I nearly dropped my drink when I saw that the Washington Redskins had moved up into the second spot in the draft by sending the St. Louis Rams their first- and second-round picks and their first-rounders for each of the next two years late last night.
My initial reaction was that the Rams had set themselves up nicely for a Super Bowl run in 2015.
After that, my thoughts drifted to one thing only: How in the world could the Redskins give up that much just to move up four spots?
I understand that there was some real competition for the Rams’ draft slot; after all, St. Louis already had their young franchise quarterback, and Heisman trophy winner Robert Griffin III is considered one of the most dynamic all-around players to enter the NFL in a long time. Cleveland and Miami (both of whom owned top-10 picks) both made offers, as did a pair of mystery teams who were picking outside the top 10. So it makes sense that the price was higher than normal.
But really, three first-round picks is an extraordinary amount to move up four spots.
I can’t help but be reminded of a similar situation in 1998, when the San Diego Chargers traded two first-rounders, a second-rounder and Pro Bowler Eric Metcalf in order to move up one spot in order to draft a potential franchise quarterback coming off a legendary career for one of college football’s backwater programs. That quarterback, Washington State’s Ryan Leaf, flopped so miserably that he is now a permanent fixture on the list of all-time draft busts (though he did get a guest spot on The Simpsons, which is nice).
Now there are many reasons why Leaf couldn’t cut it in the pros, but one of the major reasons that Leaf flopped is that the Chargers traded away the resources needed to build a young core around him. Not only had they traded away their top pick in the 1999 draft (which Arizona used on WR David Boston), but they also traded away their first-rounder in 2000 (TE Bubba Franks was available) in order for an additional second-round pick in 1998.
Did the Redskins pay too much for the second pick?

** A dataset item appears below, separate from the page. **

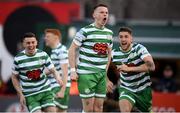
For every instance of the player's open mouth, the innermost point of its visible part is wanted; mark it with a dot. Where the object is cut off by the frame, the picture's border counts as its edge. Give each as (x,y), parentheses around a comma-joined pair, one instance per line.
(124,43)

In effect, San Diego had put Leaf in a situation where he would need to shoulder much more of the burden well before he was capable of handling it—and then were unable to reinforce him when they realized he couldn’t.
This is what I fear will happen to Robert Griffin III, as the Redskins have essentially mortgaged their future on the potential of one player and will have some serious problems if he is unable to carry the load.
While it is true that there were a lot of problems with Leaf (immaturity, poor work ethic) that will likely never apply to RG3, it is also important to remember that young quarterbacks are volatile stocks by their very nature. Robert Griffin III is one of the most remarkable young men I have ever observed in all my years watching college football, but this trade has greatly stacked the deck against him.
I wish him all the luck in the world at the NFL level, because he is going to need it.